Wednesday, October 26, 2016

Scary Movie 2

Probably what will make you laugh the hardest in “Scary Movie 2,” released in 2001, is watching brothers Shawn and Marlon Wayans (who you might remember from “In Living Color” and “The Wayans Bros”) playing college students. Elvis Mitchell admitted, “It's one of the few things that made me laugh, anyway -- that and Shawn's sporting what looks like Samuel L. Jackson's hair from ''Unbreakable.''”) (Maybe the funning thing to the film’s director, Keenen Ivory Wayans, and its co-stars and co-creators, his younger brothers Shawn and Marlon, is breaking the “No Sequel” promise in the commercials for the first “Scary Movie.”) Otherwise, this simple comedy gives the “No Shame, No Mercy” risks from the original. Sadly, the end result is “No Good.”

Whoever helped create “Scary Movie” the highest-grossing R-Rated film at the time, there’s more of the unbelievable offensiveness that made its breakthrough success the previous year and more, too, of the absurdness: many of the cast that were murdered in the first movie have come back in the sequel.

The film starts at a haunted house. The title “Hell House” shows up, if we had somehow missed that. This part spoofs “The Exorcist,” maybe encouraged by the film’s successful re-release in 2000. The scene, like most of the others in “Scary Movie 2,” is only slightly related to the story. After the fast “The Exorcist” spoof and a very funny whites-only repeat of a recent rap song, the film moves to “One Year Later,” with Cindy Campbell now in college.

She’s with her other “Scary Movie” friends: Shorty (Marlon Wayans), his sister Brenda (Regina Hall) and her boyfriend, Ray (Shawn Wayans). (The sequel also redoes the first film’s dull visuals and boring pacing).

There’s also a link to the “Hell House” part at the beginning: Cindy and her friends are invited to that same house on the excuse of a scientific experiment by an evil professor (Tim Curry) and his assistant (David Cross). Soon the house is attacked by ghosts, and what’s even worse, by satires. The films that are parodied include “Final Destination,” “What Lies Beneath,” “Rebecca” and commercials like the Nike shoes.

Mitchell noted, “As a sequel, ''Scary Movie 2'' is a tamer beast than its predecessor and lacks any truly shocking moments, like the once anticipated appearance by Marlon Brando as a priest in the ''Exorcist'' segment. (Mr. Brando was unable to appear because of illness or a sudden attack of dignity, and was replaced by James Woods.)”

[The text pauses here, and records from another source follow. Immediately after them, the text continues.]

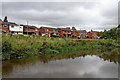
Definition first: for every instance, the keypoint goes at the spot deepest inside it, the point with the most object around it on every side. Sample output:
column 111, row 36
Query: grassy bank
column 18, row 46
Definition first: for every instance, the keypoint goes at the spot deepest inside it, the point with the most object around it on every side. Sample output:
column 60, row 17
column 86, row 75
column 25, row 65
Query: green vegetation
column 0, row 19
column 5, row 19
column 113, row 33
column 19, row 46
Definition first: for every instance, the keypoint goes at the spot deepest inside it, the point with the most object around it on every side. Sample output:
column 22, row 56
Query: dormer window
column 5, row 25
column 36, row 29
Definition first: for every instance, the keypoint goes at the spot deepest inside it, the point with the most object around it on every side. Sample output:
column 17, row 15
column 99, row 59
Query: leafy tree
column 5, row 19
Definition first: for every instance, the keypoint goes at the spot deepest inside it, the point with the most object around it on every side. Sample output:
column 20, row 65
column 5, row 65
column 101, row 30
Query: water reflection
column 86, row 66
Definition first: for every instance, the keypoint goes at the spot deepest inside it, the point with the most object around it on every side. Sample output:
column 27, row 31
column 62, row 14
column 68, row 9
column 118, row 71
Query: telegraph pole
column 27, row 27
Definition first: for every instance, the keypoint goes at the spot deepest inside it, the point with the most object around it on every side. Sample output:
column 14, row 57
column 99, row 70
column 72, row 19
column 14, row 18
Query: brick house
column 47, row 31
column 92, row 35
column 4, row 26
column 30, row 30
column 65, row 32
column 16, row 29
column 83, row 34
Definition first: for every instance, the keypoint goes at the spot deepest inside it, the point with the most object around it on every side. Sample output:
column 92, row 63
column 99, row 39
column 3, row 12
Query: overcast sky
column 96, row 15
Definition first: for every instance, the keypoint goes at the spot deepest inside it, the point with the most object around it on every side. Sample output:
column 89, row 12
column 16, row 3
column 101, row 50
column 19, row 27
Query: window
column 5, row 25
column 12, row 26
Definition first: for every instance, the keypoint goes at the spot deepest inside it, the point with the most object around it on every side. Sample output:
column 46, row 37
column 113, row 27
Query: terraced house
column 92, row 35
column 47, row 31
column 30, row 30
column 75, row 34
column 4, row 26
column 65, row 32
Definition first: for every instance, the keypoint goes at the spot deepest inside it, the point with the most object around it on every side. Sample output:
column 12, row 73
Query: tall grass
column 18, row 46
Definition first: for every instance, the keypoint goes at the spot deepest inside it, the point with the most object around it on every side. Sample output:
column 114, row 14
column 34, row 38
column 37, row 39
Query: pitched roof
column 8, row 23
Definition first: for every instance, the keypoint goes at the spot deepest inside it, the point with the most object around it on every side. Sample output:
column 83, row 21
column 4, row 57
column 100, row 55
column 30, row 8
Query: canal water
column 90, row 66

Mitchell also mentioned, “Aside from the expulsion of an ocean of bodily fluid -- enough to float the cast of both ''Survivor'' series back to the mainland -- much of the humor in this sequel is based on the talking-back-to-the-screen gimmick used by moviegoing characters in the film ''Hollywood Shuffle.''” That shameless attitude also was the source of the Wayans’ “In Living Color” sketch-comedy show. Mitchell is right when he said, “''Scary Movie 2'' seems pallid because it lacks the brains of that show, which gave a voice to groups excluded from the American cultural mainstream.”

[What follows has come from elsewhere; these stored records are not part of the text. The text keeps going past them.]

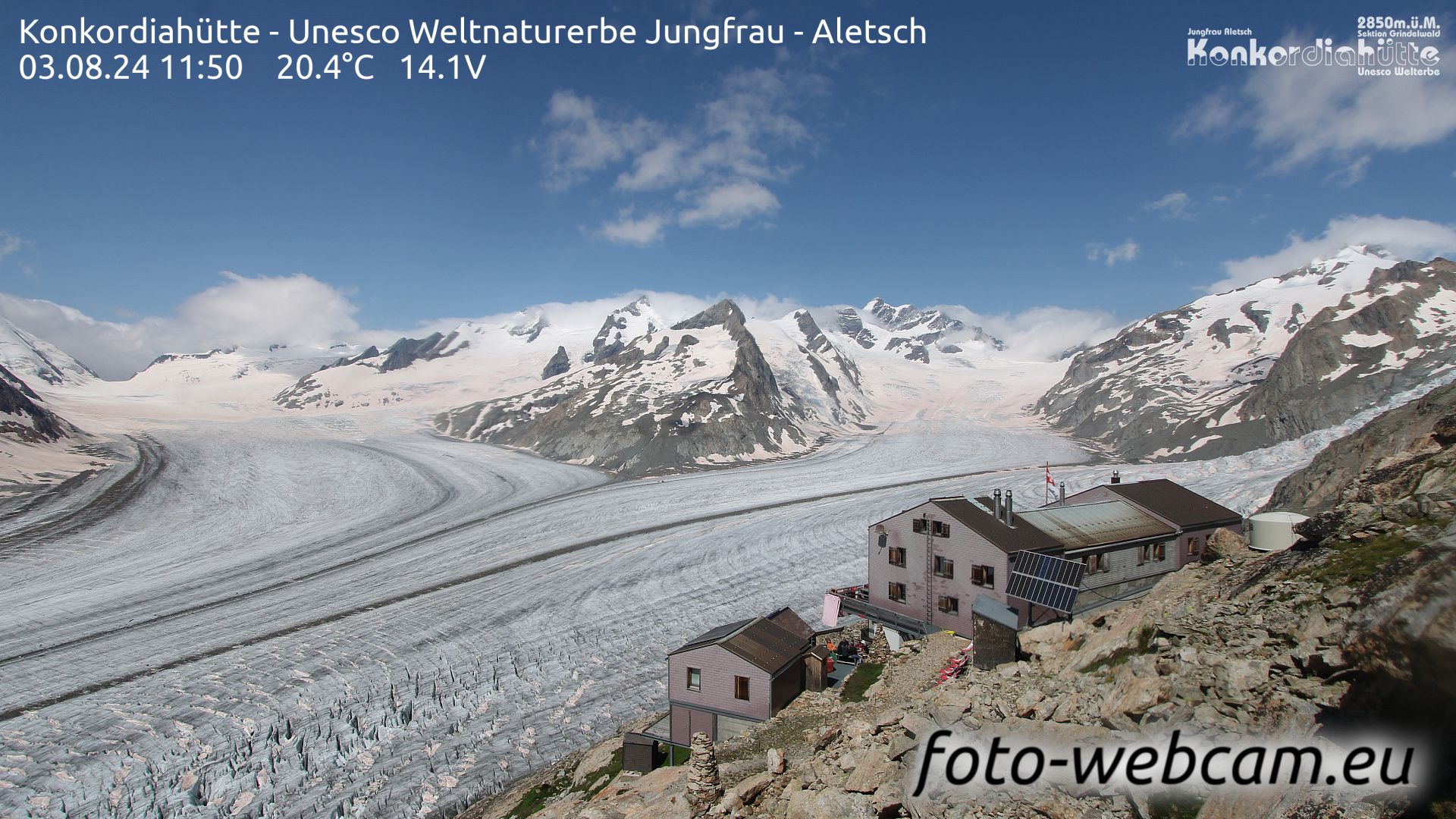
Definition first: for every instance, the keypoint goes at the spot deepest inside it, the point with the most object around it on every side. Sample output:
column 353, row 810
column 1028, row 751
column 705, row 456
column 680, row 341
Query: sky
column 1027, row 156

I agree with Mitchell when he said, “''Scary Movie 2'' does have the cutthroat cool that links it and the original to hip-hop, and the take-no-prisoners crush of energy and cruelty toward the targets of its spoofs. (There's also a singular brand of inclusiveness: ''Scary Movie 2'' extends its satire to the disabled, also caricatured in ''In Living Color.'')”

You will be able to say this – as they say in rap battles – “Scary Movie 2” will aggravate screams of anger from those saying that it is further hurrying the end of movies as we know them. Maybe, in an occasional example of indirect social satire, this film was released on Independence Day so that we would be reminded of the freedom of speech right.

If you liked the first “Scary Movie,” then you will not like this movie. This one is way more disgusting and obvious with its humor than the first one. How could the first one be so successful that they decided to make a sequel? Like I said, none of the movies follow any sort of continuity, so it doesn’t matter if you watch them in order. You won’t miss a thing.

Well, I’m sorry to say that this isn’t the last one. They made a third movie, which I will look at tomorrow.